- Dataset and Project Outline
- Setup
- Presentation
- Project Report
- IMDB scraping
- PostgreSQL connection
- NLP Pipeline
- Logistic Regression
- Random Forest Model
- Naive Bayes Model
- SVM Model
- Cross Validation
- Best Model
- Collaborators
For our project we’ve used sentiment analysis to classify reviews scraped of the IMDB website as either positive or negative using sentiment classification.
For our project we have explored the IMDB Review Dataset
Available from Kaggle.com.
The dataset provides 50k reviews, where 25,000 are postive reviews and 25,000 are negative.
- Our project uses NLP sentiment analysis to classify whether unlabelled reviews are positive or negative.
- First we will apply some pre-processing and carry out some initial data exploration, and determine the ratios of positive and negative reviews using jupyter notebook.
- We will import scraped imdb reviews data to an SQL database
- We will use Pyspark to create a natural language processing model, apply tokenizer and remove stop words.
- We will train the model on the kaggle dataset, then apply the unlabelled data we have scraped, to test whether the model is accurate.
We have used 2 CSV files in this data set:
- IMDB Dataset.csv
- new_upcoming_dvd_reviews.csv
CSV files are placed in the Resources folder.

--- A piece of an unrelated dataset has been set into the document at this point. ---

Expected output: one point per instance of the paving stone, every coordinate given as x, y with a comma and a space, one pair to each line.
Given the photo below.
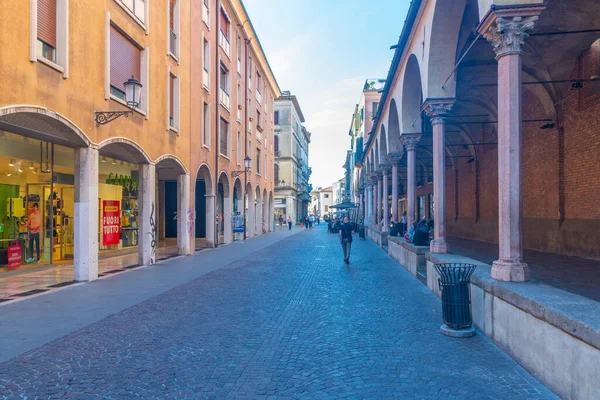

- For the project we used google collab in order to run PySpark, which hasn't been installed in our local machines
- A downloaded copy of our collab notebook can be found in the repository main directory called Review_classification.ipynb
- To import we used this code, we ran this at the start of our collab file:
import os
spark_version = "spark-3.2.0"
os.environ['SPARK_VERSION']=spark_version
!apt-get update
!apt-get install openjdk-8-jdk-headless -qq > /dev/null
!wget -q http://www.apache.org/dist/spark/$SPARK_VERSION/$SPARK_VERSION-bin-hadoop2.7.tgz
!tar xf $SPARK_VERSION-bin-hadoop2.7.tgz
!pip install -q findspark
os.environ["JAVA_HOME"] = "/usr/lib/jvm/java-8-openjdk-amd64"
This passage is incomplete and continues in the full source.